Management of hypertension, alone or in combination with other antihypertensive agents.201 314 323 500 b c Not indicated for the treatment of hypertensive emergencies.b c

β-Blockers generally not preferred for initial management of hypertension, but may be considered in patients who have a compelling indication (e.g., prior MI, ischemic heart disease, heart failure) for their use or as add-on therapy in those who do not respond adequately to the preferred drug classes (ACE inhibitors, angiotensin II receptor antagonists, calcium-channel blockers, or thiazide diuretics).353 501 502 503 504 515 523 524 527 800

Black hypertensive patients generally tend to respond better to monotherapy with calcium-channel blockers or thiazide diuretics than to β-blockers.330 336 337 500 501 504 However, diminished response to β-blockers is largely eliminated when administered concomitantly with a thiazide diuretic.500

Angina

Management of chronic stable angina pectoris.b c

A component of the standard therapeutic measures in the management of unstable angina/non-ST-segment elevation MI†.a

Supraventricular Arrhythmias

Treatment of supraventricular tachycardia (SVT) (e.g., atrial flutter, junctional tachycardia, focal atrial tachycardia, paroxysmal supraventricular tachycardia [PSVT]).201 338 401 700 701

Vagal maneuvers and/or IV adenosine are considered first-line interventions for acute treatment of SVT when clinically indicated; if such measures are ineffective or not feasible, may consider an IV β-blocker.700 Oral β-blockers may be used for ongoing management.700 Although evidence of efficacy is limited, experts state that overall safety of β-blockers warrants use.700

Used to slow ventricular rate in patients with atrial fibrillation or flutter when ventricular rate cannot be controlled by standard measures.201 338 701

Ventricular Arrhythmias

Generally less effective in the management of ventricular arrhythmias than supraventricular arrhythmias, but may be considered when cardioversion or other drugs not effective.338

May be used in the treatment of persistent premature ventricular complexes.338

β-Blockers have been used in patients with cardiac arrest precipitated by ventricular fibrillation† or pulseless VT†; however, routine administration after cardiac arrest is potentially harmful and not recommended.400

β-Blockers may be useful in the management of certain forms of polymorphic VT† (e.g., associated with acute ischemia).401

Tachyarrhythmias Associated with Cardiac Glycoside Intoxication or Catecholamine Excess

Management of supraventricular or ventricular tachyarrhythmias associated with cardiac glycoside toxicity when AV block is not present.b

Management of resistant tachyarrhythmias associated with catecholamine excess during anesthesia; use with extreme caution and constant ECG and central venous pressure monitoring.a b More effective and less hazardous therapy, such as lessening the depth of anesthesia or improving ventilation, is preferred.a

Hypertrophic Subaortic Stenosis

Management of exertional or other stress-induced angina, vertigo, syncope, and palpitation in patients with hypertrophic subaortic stenosis; clinical improvement may be temporary.b

Pheochromocytoma

Management of symptoms resulting from excessive β-receptor stimulation in patients with inoperable or metastatic pheochromocytoma, as an adjunct to α-adrenergic blocking agents.b Initiate therapy with an α-adrenergic blocking agent prior to treatment of pheochromocytoma.b (See Pheochromocytoma under Cautions.)

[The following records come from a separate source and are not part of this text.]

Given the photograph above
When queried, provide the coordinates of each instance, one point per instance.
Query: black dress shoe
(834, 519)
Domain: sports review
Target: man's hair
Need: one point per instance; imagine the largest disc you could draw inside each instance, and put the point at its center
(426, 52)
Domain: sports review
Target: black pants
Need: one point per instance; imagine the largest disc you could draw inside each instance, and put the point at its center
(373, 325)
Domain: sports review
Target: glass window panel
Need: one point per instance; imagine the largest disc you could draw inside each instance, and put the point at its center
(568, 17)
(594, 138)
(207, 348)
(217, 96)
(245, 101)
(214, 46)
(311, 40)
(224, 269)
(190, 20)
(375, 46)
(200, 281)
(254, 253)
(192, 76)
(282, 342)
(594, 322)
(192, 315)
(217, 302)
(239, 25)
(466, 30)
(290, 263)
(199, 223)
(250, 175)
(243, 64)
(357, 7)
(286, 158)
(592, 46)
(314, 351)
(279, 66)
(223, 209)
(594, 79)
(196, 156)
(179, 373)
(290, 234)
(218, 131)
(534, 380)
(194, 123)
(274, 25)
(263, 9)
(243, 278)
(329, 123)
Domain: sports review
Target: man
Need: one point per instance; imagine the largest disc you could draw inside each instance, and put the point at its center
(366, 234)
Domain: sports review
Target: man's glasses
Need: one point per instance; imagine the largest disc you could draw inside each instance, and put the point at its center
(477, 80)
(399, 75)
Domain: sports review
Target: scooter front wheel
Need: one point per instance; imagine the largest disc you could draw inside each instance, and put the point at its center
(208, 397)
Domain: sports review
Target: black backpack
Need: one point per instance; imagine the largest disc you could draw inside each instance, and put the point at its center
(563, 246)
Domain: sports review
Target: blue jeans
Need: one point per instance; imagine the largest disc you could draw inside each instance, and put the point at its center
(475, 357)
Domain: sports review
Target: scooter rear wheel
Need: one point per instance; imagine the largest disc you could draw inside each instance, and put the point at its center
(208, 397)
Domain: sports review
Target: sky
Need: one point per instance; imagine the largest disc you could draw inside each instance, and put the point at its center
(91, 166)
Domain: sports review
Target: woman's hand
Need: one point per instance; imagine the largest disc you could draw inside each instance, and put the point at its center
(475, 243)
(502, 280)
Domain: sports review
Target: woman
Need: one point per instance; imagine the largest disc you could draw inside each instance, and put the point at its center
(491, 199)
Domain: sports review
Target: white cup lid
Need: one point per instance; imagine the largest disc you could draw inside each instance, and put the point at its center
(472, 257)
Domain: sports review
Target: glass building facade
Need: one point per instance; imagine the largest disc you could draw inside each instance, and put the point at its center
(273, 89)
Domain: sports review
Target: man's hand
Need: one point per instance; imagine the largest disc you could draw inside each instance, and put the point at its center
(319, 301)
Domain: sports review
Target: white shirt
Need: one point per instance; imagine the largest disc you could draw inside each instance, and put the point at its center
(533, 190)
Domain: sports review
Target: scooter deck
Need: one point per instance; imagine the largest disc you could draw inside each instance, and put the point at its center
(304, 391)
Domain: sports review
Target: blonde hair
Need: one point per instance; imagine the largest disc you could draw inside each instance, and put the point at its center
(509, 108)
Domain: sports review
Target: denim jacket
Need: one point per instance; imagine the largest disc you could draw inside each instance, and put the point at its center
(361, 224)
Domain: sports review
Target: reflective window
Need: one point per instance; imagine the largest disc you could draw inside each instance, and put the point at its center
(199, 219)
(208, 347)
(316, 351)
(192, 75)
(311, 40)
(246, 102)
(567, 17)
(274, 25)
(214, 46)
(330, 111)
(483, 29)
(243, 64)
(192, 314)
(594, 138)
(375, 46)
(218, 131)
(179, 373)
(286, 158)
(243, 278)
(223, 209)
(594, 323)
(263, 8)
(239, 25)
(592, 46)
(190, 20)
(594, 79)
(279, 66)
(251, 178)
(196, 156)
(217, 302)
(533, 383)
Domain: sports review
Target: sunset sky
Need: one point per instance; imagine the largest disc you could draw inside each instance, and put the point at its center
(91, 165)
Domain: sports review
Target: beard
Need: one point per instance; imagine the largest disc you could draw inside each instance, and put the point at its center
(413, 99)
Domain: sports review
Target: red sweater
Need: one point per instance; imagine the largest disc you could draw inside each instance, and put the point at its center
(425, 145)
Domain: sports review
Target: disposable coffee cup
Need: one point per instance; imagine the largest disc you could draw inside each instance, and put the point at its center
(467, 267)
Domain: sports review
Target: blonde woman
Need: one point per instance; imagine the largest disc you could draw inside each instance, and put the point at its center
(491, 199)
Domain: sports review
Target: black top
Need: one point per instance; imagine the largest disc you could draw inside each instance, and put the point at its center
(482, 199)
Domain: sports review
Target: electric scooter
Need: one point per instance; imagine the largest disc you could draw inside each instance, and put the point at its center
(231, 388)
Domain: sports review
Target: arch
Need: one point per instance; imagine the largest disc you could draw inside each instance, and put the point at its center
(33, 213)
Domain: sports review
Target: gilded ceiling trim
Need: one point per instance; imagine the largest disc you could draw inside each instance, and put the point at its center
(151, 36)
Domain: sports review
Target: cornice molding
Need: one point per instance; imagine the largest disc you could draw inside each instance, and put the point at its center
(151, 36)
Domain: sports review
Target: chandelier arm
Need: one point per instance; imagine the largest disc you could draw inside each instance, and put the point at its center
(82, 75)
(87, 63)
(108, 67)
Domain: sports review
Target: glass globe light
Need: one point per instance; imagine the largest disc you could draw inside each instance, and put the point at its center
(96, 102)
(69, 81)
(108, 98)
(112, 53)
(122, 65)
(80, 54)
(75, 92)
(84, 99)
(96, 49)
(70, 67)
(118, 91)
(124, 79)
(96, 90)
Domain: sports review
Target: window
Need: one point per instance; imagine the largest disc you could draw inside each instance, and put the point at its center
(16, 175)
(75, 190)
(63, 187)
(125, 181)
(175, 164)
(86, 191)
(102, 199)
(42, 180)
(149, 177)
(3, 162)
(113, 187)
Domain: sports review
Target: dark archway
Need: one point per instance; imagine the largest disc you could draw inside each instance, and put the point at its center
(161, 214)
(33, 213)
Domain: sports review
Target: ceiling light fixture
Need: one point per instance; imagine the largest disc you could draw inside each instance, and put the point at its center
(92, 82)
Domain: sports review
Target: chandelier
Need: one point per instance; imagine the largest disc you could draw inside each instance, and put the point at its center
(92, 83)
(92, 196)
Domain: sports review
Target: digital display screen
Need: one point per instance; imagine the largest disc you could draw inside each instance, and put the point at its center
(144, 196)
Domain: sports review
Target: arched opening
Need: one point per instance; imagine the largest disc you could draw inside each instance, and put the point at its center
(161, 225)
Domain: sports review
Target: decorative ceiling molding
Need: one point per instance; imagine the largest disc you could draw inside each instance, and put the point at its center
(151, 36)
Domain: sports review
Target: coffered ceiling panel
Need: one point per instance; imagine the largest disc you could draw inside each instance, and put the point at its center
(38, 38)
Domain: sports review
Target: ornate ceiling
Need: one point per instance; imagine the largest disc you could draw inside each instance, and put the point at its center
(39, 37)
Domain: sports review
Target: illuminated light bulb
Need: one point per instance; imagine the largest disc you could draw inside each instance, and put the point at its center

Management of tachycardia prior to or during surgery in patients with pheochromocytoma, as an adjunct to α-adrenergic blocking agents.a b Initiate therapy with an α-adrenergic blocking agent prior to treatment of pheochromocytoma.b (See Pheochromocytoma under Cautions.)

Thyrotoxicosis

Short-term (2–4 weeks) adjunctive therapy of tachycardia and supraventricular arrhythmias in patients with thyrotoxicosis when these symptoms are distressful or hazardous, or when immediate therapy is necessary.a

Vascular Headache

Prophylaxis of common migraine headache; not recommended for the treatment of a migraine attack that has already started.b

Acute MI

Secondary prevention following acute MI to reduce the risk of reinfarction† and mortality.245 246 248 249 261 292 a b

Essential Tremor

Management of essential (familial, hereditary) tremor.201 202 203 204 205 206 207 208 209 210 211 212 213 214 215 216 217 218 219 220 221 222 223 224 225 226 227 228 229

Not indicated for tremor associated with Parkinsonism.b

General

BP Monitoring and Treatment Goals

• Carefully monitor BP during initial titration or subsequent upward adjustment in dosage.500 501

• When available, use evidence-based dosing information (i.e., dosages shown in randomized controlled trials to reduce complications of hypertension) to determine target dosages; target dosages usually can be achieved within 2–4 weeks but may take up to several months.501

• Goal is to achieve and maintain optimal control of BP; individualize specific target BP based on consideration of multiple factors, including patient age and comorbidities, and currently available evidence from clinical studies.500 501

Acute MI

• In patients with acute MI, administer therapy in 2, 3, or 4 divided doses daily.201 Continue therapy for at least 1–3 years unless contraindicated;246 248 260 some experts recommend that therapy be continued indefinitely unless contraindicated.292

Angina

• Periodically reevaluate chronic therapy for angina to determine the need for dosage adjustment or continued therapy.a

• In patients with unstable angina/non-ST-segment elevation MI, ACC and the AHA suggest initiation with IV loading dose of a β-blocker (in patients who tolerate IV therapy), followed by oral therapy.321

• If long-term therapy is to be discontinued, reduce dosage gradually over a period of about 2 weeks.a (See Abrupt Withdrawal of Therapy under Cautions.)

Vascular Headache

• If an adequate response for prophylaxis of migraine is not obtained within 4–6 weeks after reaching the maximum dose, discontinue therapy gradually over several weeks.201 314 315

Administration

Administer orally or IV.338 700 701 b

Individualize dosage according to patient response.a

Oral Administration

Administer conventional tablets in divided doses before meals and at bedtime.a

Administer extended-release capsules once daily.a c

Extended-release capsules produce lower blood concentrations than conventional tablets; do not substitute on a mg-for-mg basis.c Consider dosage retitration when switching from conventional tablets to extended-release capsules, especially to maintain effectiveness at the end of the dosing interval.c

Dilute oral concentrate solution with water, juice, or carbonated beverages or mix with semisolid foods (e.g., applesauce, puddings) just prior to administration.a

IV Administration

For solution and drug compatibility information, see Compatibility under Stability.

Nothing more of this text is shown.